Figure 6. PARPi resistant clones show S/G2 arrest and DNA damage upon PARPi re-challenge and vulnerability to targeted agents.
(A) Cell cycle analysis based on DNA content and BrdU incorporation in Flow-cytometry indicated prolonged S-phase at baseline in the sensitive B40 cell line and three out of seven PARPi resistant clones when compared to the RPETP53−/− cells. Black bars indicate SD of three independent measurements, asterisks indicated significant difference with p<0.05 (Mann-Whitney-U test) in comparison to the RPETP53−/−.
(B) Cell cycle analysis revealed a marked G2 arrest in response to Niraparib treatment (1μM for 24 hours) in the sensitive B40 and also in all of the PARPi resistant clones.
(C) Quantification of pRPA (S32) foci at baseline (black bars) and after Niraparib (1μM for 24 hours, grey bars) using IF showed baseline lower levels in the RPETP53−/− cells and in all resistant clones except NA4 in comparison to B40 (blue asterisks). In addition, all resistant clones showed an increase in pRPA after Niraparib treatment. Data are presented as mean foci per nucleus per image in 5–10 representative images and error bars represent the SD.
(D) Quantification of γH2AX foci using IF showed lower baseline DNA damage in comparison to B40 (blue asterisks) in four out of seven clones, however γH2AX foci were significantly higher after Niraparib treatment in all PARPi resistant clones, except for clones NA3 and NA4 (black asterisks).
(E) All PARPi resistant clones displayed increased chromosomal aberrations in metaphase spreads after treatment with Niraparib (1μM for 24 hours). At baseline, the resistant clones had on average similar numbers of chromosomal aberrations, whereas RPETP53−/− cells had lower numbers of aberrations compared to the B40. Bar graphs represent the Mean and error bars the SD.
(F) Schematic presentation of the workflow used in the drug screening. Cells were plated on 384-well plates in triplicates. On day 1 the control plates (0) were fixed and treated with increasing concentrations of the drugs on a randomized order using an automated drug dispenser. After 72 hours the cells were pulsed with EdU, fixed and stained using live-dead stain and a pH3 antibody for viability and cell cycle analysis. The plates were scanned, and the imaging data for growth-rate normalized survival and cell cycle profiles were analyzed using designed pipelines.
(G) Heatmap of IC50 values normalized to the RPETP53−/− cells of the selected drugs in the cell lines and resistant clones. Resistant clones with mechanisms related to increased end resection (NA1, NA2 and NA3) showed similar drug response profiles (black rectangle). Other clones had unique response profiles, with no single drug being as effective in all clones as in the as in the B40 cells.

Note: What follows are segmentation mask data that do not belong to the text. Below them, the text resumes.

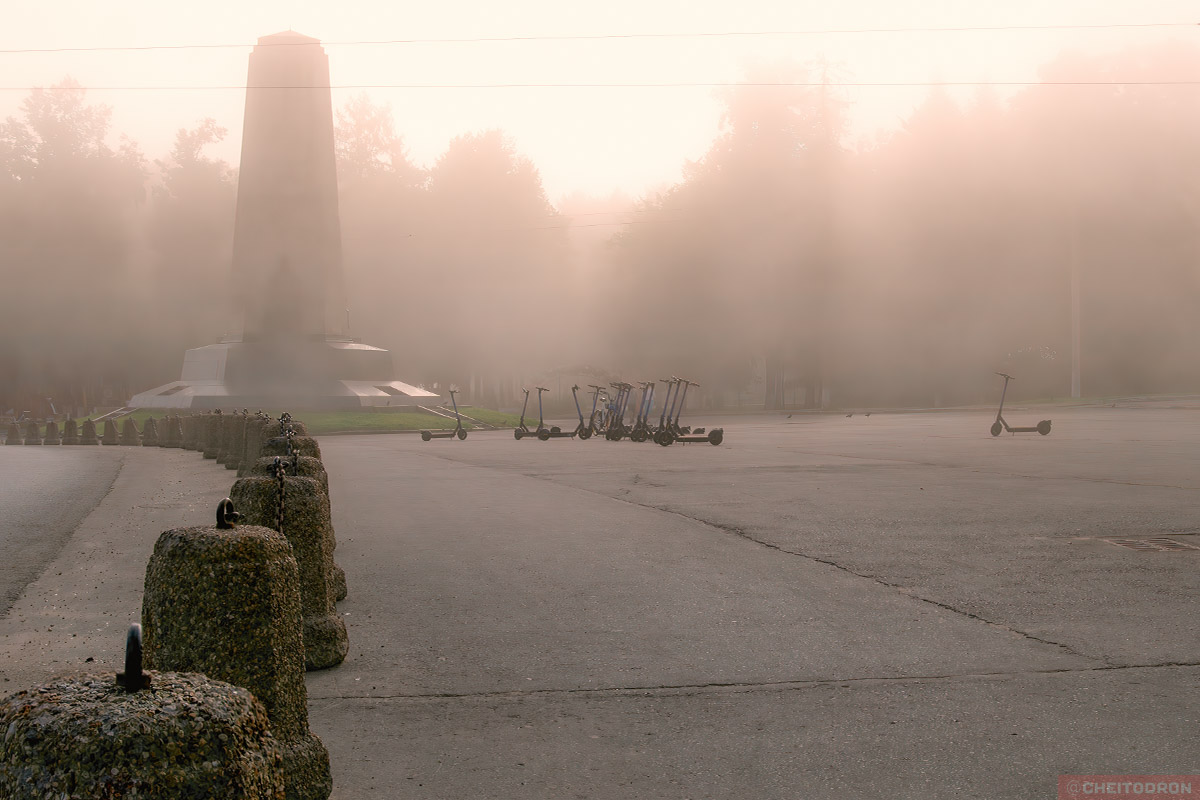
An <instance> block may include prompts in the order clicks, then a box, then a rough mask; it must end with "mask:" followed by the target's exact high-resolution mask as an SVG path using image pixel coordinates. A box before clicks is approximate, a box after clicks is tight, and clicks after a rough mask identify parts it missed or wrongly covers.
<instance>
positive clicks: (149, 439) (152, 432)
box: [142, 416, 158, 447]
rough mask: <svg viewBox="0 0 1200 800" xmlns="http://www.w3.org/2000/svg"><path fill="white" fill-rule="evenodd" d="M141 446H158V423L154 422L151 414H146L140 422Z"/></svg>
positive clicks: (153, 420)
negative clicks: (140, 432) (146, 415)
mask: <svg viewBox="0 0 1200 800" xmlns="http://www.w3.org/2000/svg"><path fill="white" fill-rule="evenodd" d="M142 446H143V447H157V446H158V423H157V422H155V419H154V417H152V416H148V417H146V421H145V422H143V423H142Z"/></svg>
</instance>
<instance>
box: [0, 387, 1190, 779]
mask: <svg viewBox="0 0 1200 800" xmlns="http://www.w3.org/2000/svg"><path fill="white" fill-rule="evenodd" d="M1198 413H1200V411H1198V410H1196V409H1195V408H1188V407H1181V408H1153V407H1145V405H1144V407H1136V408H1112V409H1110V408H1058V409H1051V410H1048V409H1021V408H1013V409H1012V410H1010V411H1009V413H1008V414H1007V416H1009V419H1010V421H1012V422H1014V423H1021V422H1024V417H1025V416H1028V417H1031V419H1033V421H1034V422H1036V420H1037V419H1043V417H1048V416H1049V417H1052V419H1054V429H1052V432H1051V434H1050V435H1049V437H1040V435H1037V434H1018V435H1002V437H998V438H992V437H991V435H989V433H988V427H989V425H990V422H991V419H990V417H989V415H988V414H985V413H940V414H919V415H918V414H880V413H875V414H872V415H870V416H865V415H863V414H856V415H854V416H853V417H846V416H844V415H796V416H793V417H791V419H788V417H786V416H785V415H755V416H743V417H728V419H725V420H718V422H721V423H724V425H725V429H726V435H725V444H722V445H720V446H716V447H714V446H710V445H707V444H688V445H673V446H671V447H660V446H658V445H654V444H650V443H646V444H632V443H629V441H622V443H610V441H604V440H589V441H577V440H551V441H545V443H542V441H538V440H535V439H524V440H521V441H515V440H514V438H512V435H511V432H504V431H500V432H473V433H470V434H469V437H468V439H467V440H464V441H460V440H456V439H451V440H434V441H430V443H422V441H421V440H420V439H419V438H418V437H409V435H371V437H326V438H323V439H322V440H320V445H322V450H323V453H324V461H325V465H326V469H328V470H329V475H330V494H331V500H332V510H334V523H335V528H336V531H337V540H338V546H337V551H336V559H337V561H338V564H340V565H341V566H342V567H343V569H344V570H346V573H347V583H348V589H349V594H348V596H347V599H346V600H344V601H343V602H341V603H338V613H341V614H343V615H344V619H346V624H347V628H348V632H349V638H350V652H349V656H348V657H347V660H346V662H344V663H343V664H341V666H340V667H337V668H334V669H328V670H322V672H317V673H308V675H307V685H308V697H310V723H311V726H312V728H313V730H314V732H316V733H317V734H318V735H320V738H322V739H323V741H324V742H325V744H326V746H328V747H329V750H330V754H331V758H332V770H334V786H335V788H334V798H335V799H337V800H342V799H344V800H349V799H350V798H355V799H356V798H672V799H674V798H680V799H682V798H756V799H761V798H780V799H782V798H881V799H882V798H889V799H892V798H972V796H977V798H1030V796H1054V795H1055V792H1056V786H1057V776H1058V775H1061V774H1174V775H1180V774H1200V746H1198V745H1196V744H1195V740H1194V730H1195V727H1196V722H1198V710H1200V691H1198V690H1200V657H1198V656H1200V654H1198V649H1200V636H1198V634H1200V614H1196V590H1198V584H1200V579H1198V570H1196V567H1198V565H1200V541H1198V540H1200V513H1198V510H1196V504H1195V501H1194V500H1195V498H1196V493H1198V491H1200V469H1198V468H1196V465H1195V456H1194V453H1195V452H1196V451H1198V445H1200V426H1198V425H1196V415H1198ZM300 416H301V419H302V415H300ZM697 421H698V417H697ZM706 421H707V420H706ZM26 450H29V451H34V450H40V449H34V447H20V449H18V447H10V449H0V468H2V470H4V474H5V475H10V474H16V473H17V471H20V470H23V469H24V467H23V465H24V464H25V463H28V459H29V458H35V457H36V458H43V459H52V461H53V459H54V458H70V456H67V453H68V452H73V451H77V450H79V449H65V447H64V449H46V451H47V452H42V453H37V455H36V456H34V455H32V453H28V455H26V453H25V452H24V451H26ZM90 450H97V449H90ZM100 450H113V451H115V450H118V449H100ZM120 450H122V451H125V452H124V453H121V455H120V457H119V458H118V456H116V453H113V455H112V456H107V457H104V456H103V455H101V456H100V457H101V458H109V459H113V463H116V464H118V467H119V473H118V474H116V476H115V481H114V482H112V488H110V491H108V492H107V494H106V495H104V497H103V499H102V500H101V501H100V503H98V504H97V505H96V506H95V509H94V510H92V511H91V512H90V513H89V515H88V516H86V517H84V518H83V519H82V522H79V523H78V524H76V525H74V527H73V528H72V527H71V524H70V522H71V521H70V518H66V519H64V521H62V522H61V523H60V528H61V529H62V530H66V533H65V539H64V543H62V545H61V546H60V547H59V549H58V551H56V552H55V553H52V554H50V555H48V557H47V560H46V561H44V567H43V569H42V570H41V572H40V576H38V577H36V579H32V581H31V582H30V583H29V584H28V587H25V589H24V593H23V594H22V595H20V597H19V600H17V602H16V604H14V606H13V607H12V608H11V609H10V610H8V612H7V614H6V615H5V616H4V618H2V619H0V676H2V679H4V681H5V682H2V684H0V688H2V690H6V691H7V690H10V688H11V690H12V691H14V690H16V688H23V687H26V686H30V685H36V684H38V682H43V681H44V680H46V679H47V678H48V676H49V675H50V674H59V673H61V672H71V670H73V669H85V668H86V669H91V668H92V667H94V666H95V664H106V666H107V668H109V669H112V670H113V672H115V670H116V669H119V668H120V650H121V646H122V643H124V638H122V636H121V632H122V631H124V626H125V625H126V624H127V622H128V621H133V620H136V619H137V608H138V603H139V599H140V584H142V579H143V575H144V567H145V560H146V559H148V558H149V553H150V549H151V548H152V546H154V541H155V539H156V536H157V534H158V533H160V531H161V530H166V529H167V528H174V527H180V525H185V524H208V522H209V519H210V518H211V516H212V510H214V509H215V506H216V501H217V500H218V499H220V498H221V497H223V495H224V493H226V492H227V491H228V487H229V486H230V485H232V482H233V480H234V479H233V473H229V471H227V470H224V469H223V468H221V467H217V465H215V464H214V463H212V462H211V461H208V462H206V461H203V459H202V458H200V457H199V455H198V453H192V452H184V451H170V450H160V449H143V450H137V451H134V450H132V449H120ZM13 451H14V452H13ZM89 458H96V456H90V457H89ZM118 462H119V463H118ZM8 494H10V492H8V488H7V487H5V488H0V495H2V497H6V499H7V497H8ZM67 529H70V530H67ZM88 658H92V661H88Z"/></svg>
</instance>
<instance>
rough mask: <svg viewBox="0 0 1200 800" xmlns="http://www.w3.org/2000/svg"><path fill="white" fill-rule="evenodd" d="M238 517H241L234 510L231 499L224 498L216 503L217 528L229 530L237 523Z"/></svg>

(H) Cell cycle profiles were extracted from the drug screening image analysis and presented as the mean difference in the treated wells in comparison to the untreated wells (Mean difference in % of cells) for G1 (left panel), S (middle panel), and G2 (right panel) phases. The data are presented as dot plots with the mean difference calculated from three independent wells in color scale and p-value as the size of the dot (Sidak’s multiple comparison test and p-value <0.1). Note the increase in G1, and decrease in S phase as a response to CDK4/6 inhibition (yellow rectangles). ATR inhibition resulted in significant decrease in proportion of cells in S-phase (left blue rectangle) and increase in G2 (right blue rectangle) in the sensitive cell lines. Chk1/2 inhibition caused a decrease in S-phase cells (red rectangle).
(I) Linear regression of the mean differences in S (left panel) and G2 (right panel) phases after ATR inhibition. The sensitive cells (circles) showed a significant decrease in S and increase in G2.
(J) Linear regression of the mean differences in S (left panel) and G2 (right panel) phases after Chk1/2 inhibition. The sensitive cells (circles) showed a significant decrease in S but no significant correlation was observed for G2.